Limitations & Future Work¶
- White-box access to the surrogate model is required during training; transferability to target models operates in the black-box setting.
- Experiments are conducted solely on ImageNet classification; extension to downstream tasks such as detection and segmentation remains unexplored.
- The perturbation constraint is fixed at \(\ell_\infty \leq 16/255\); alternative constraints or smaller perturbation budgets are not explored.
- The selection of the forward flow timestep \(\tau\) may require careful tuning.
Related Work & Insights¶
- vs. CGNC (2024): Both are multi-target conditional generative attacks, but CGNC employs a UNet-GAN whereas Dual-Flow uses diffusion ODE + LoRA; Dual-Flow achieves on average 20+% higher black-box transfer rates.

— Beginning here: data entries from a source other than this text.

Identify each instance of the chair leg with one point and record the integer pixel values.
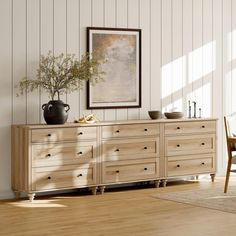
(227, 175)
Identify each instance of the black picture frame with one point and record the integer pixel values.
(122, 80)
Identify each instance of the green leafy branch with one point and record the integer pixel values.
(62, 74)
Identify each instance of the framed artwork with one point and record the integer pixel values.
(121, 87)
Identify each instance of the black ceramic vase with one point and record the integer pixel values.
(55, 112)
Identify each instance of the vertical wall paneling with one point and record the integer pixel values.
(98, 21)
(121, 22)
(72, 47)
(110, 21)
(208, 61)
(187, 49)
(197, 53)
(177, 54)
(166, 78)
(47, 39)
(85, 21)
(233, 57)
(217, 89)
(33, 47)
(19, 58)
(133, 21)
(5, 96)
(146, 53)
(155, 54)
(227, 56)
(60, 31)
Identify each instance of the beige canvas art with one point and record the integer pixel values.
(121, 86)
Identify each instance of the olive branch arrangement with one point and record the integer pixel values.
(64, 73)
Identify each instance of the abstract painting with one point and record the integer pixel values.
(121, 87)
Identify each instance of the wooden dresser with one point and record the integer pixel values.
(56, 157)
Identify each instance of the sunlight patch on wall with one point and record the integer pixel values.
(188, 73)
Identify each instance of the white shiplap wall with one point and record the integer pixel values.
(188, 52)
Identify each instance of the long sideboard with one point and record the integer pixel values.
(58, 157)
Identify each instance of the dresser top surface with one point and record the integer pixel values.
(120, 122)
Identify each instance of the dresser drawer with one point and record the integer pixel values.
(190, 127)
(193, 144)
(187, 166)
(49, 178)
(117, 131)
(114, 150)
(63, 134)
(123, 172)
(53, 154)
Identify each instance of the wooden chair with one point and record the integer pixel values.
(230, 130)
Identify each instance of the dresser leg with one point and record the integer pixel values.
(164, 181)
(157, 183)
(31, 196)
(94, 190)
(17, 194)
(212, 177)
(102, 188)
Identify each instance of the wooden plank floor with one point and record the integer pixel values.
(132, 212)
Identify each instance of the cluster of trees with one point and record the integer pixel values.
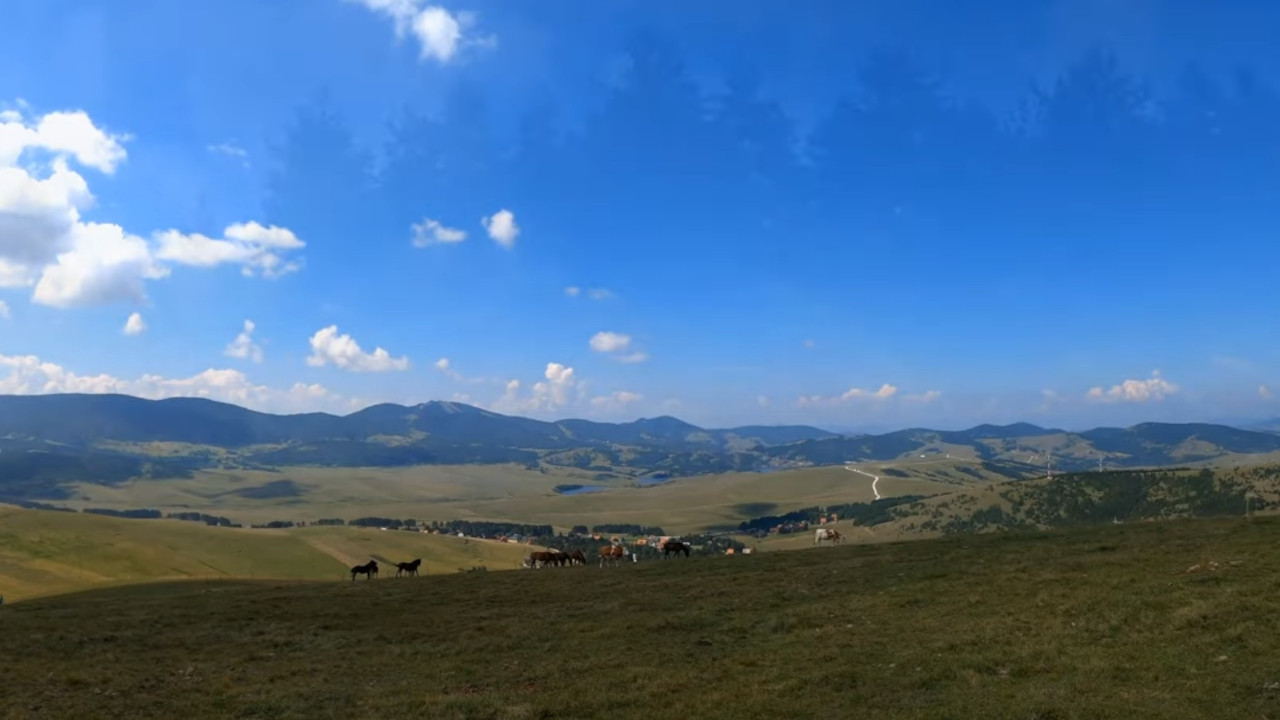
(873, 513)
(201, 518)
(627, 529)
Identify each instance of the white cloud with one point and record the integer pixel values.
(560, 387)
(440, 35)
(135, 324)
(616, 345)
(430, 232)
(45, 244)
(229, 150)
(1151, 390)
(616, 400)
(882, 393)
(342, 351)
(243, 346)
(502, 228)
(855, 393)
(27, 374)
(256, 249)
(104, 265)
(593, 294)
(609, 342)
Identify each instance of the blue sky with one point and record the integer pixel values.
(849, 214)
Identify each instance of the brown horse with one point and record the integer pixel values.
(407, 568)
(675, 546)
(611, 554)
(542, 559)
(368, 569)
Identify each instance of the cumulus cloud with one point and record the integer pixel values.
(502, 228)
(135, 324)
(616, 400)
(609, 342)
(440, 33)
(243, 346)
(557, 390)
(329, 347)
(69, 263)
(851, 395)
(28, 374)
(593, 294)
(617, 346)
(229, 150)
(1151, 390)
(256, 249)
(433, 232)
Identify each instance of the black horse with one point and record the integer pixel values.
(369, 569)
(675, 546)
(407, 568)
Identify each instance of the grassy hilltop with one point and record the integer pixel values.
(46, 552)
(1175, 620)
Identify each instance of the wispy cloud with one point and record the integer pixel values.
(229, 150)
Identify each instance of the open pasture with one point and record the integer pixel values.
(503, 493)
(1173, 620)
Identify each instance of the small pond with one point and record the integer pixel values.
(577, 490)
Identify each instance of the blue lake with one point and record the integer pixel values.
(580, 490)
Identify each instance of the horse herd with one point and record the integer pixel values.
(370, 569)
(609, 555)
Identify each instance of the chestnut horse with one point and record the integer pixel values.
(675, 546)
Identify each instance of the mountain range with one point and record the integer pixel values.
(48, 441)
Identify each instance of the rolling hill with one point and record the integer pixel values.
(51, 441)
(1174, 620)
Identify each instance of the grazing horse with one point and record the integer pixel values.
(368, 569)
(407, 568)
(675, 546)
(542, 559)
(827, 534)
(611, 554)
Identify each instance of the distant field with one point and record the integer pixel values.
(1176, 620)
(507, 492)
(55, 552)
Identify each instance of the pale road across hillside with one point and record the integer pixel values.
(874, 478)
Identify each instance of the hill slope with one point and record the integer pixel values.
(50, 442)
(44, 552)
(1174, 620)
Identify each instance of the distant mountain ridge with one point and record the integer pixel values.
(86, 419)
(51, 440)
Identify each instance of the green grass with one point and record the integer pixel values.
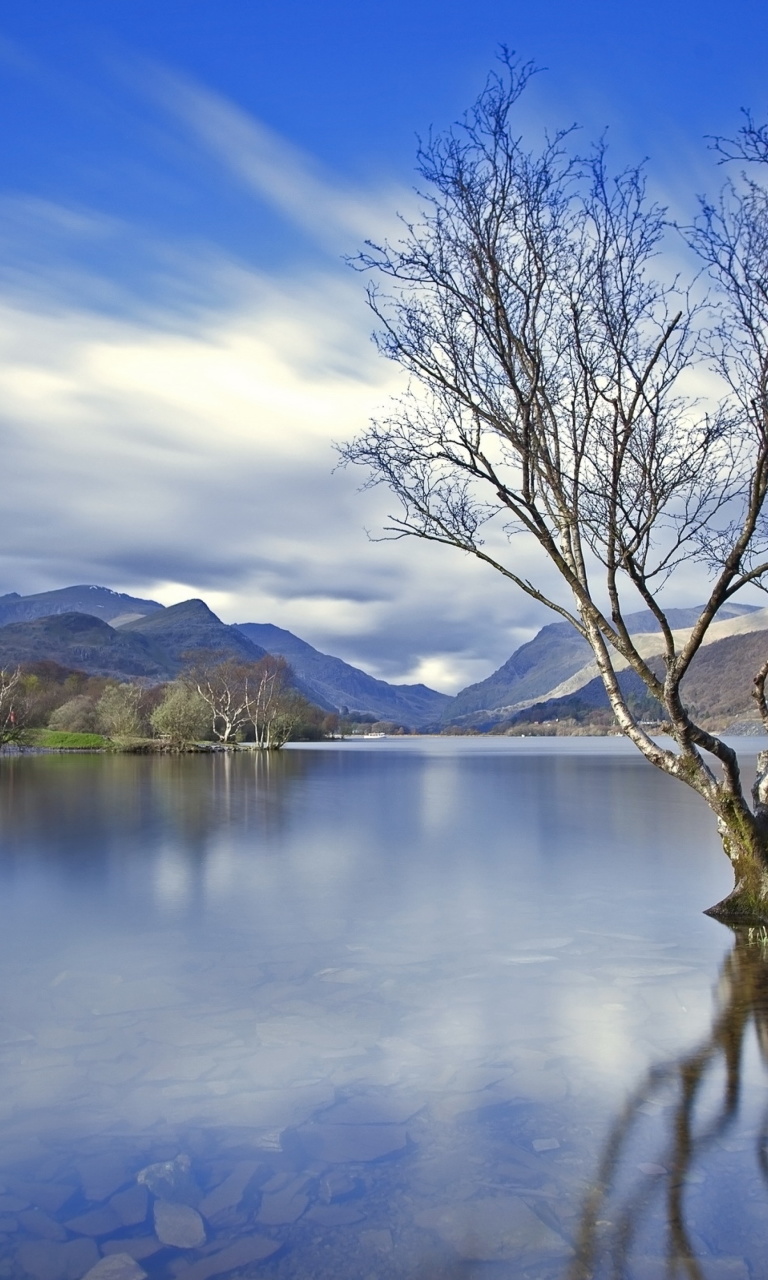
(59, 739)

- vs. C-GSP: Also a generative method, but achieves lower transfer rates than both CGNC and Dual-Flow.
Rating¶
- Novelty: ⭐⭐⭐⭐ First application of flow-based velocity training to multi-target adversarial attacks; the cascading training approach is methodologically innovative.
- Experimental Thoroughness: ⭐⭐⭐⭐ Covers normal and defended models, multi- and single-target settings, and ODE vs. SDE comparisons.
- Writing Quality: ⭐⭐⭐⭐ Theory and experiments are well integrated, with clear intuitive explanations.
- Value: ⭐⭐⭐⭐ Significantly advances the state of the art in multi-target transfer attacks, with important implications for model robustness evaluation.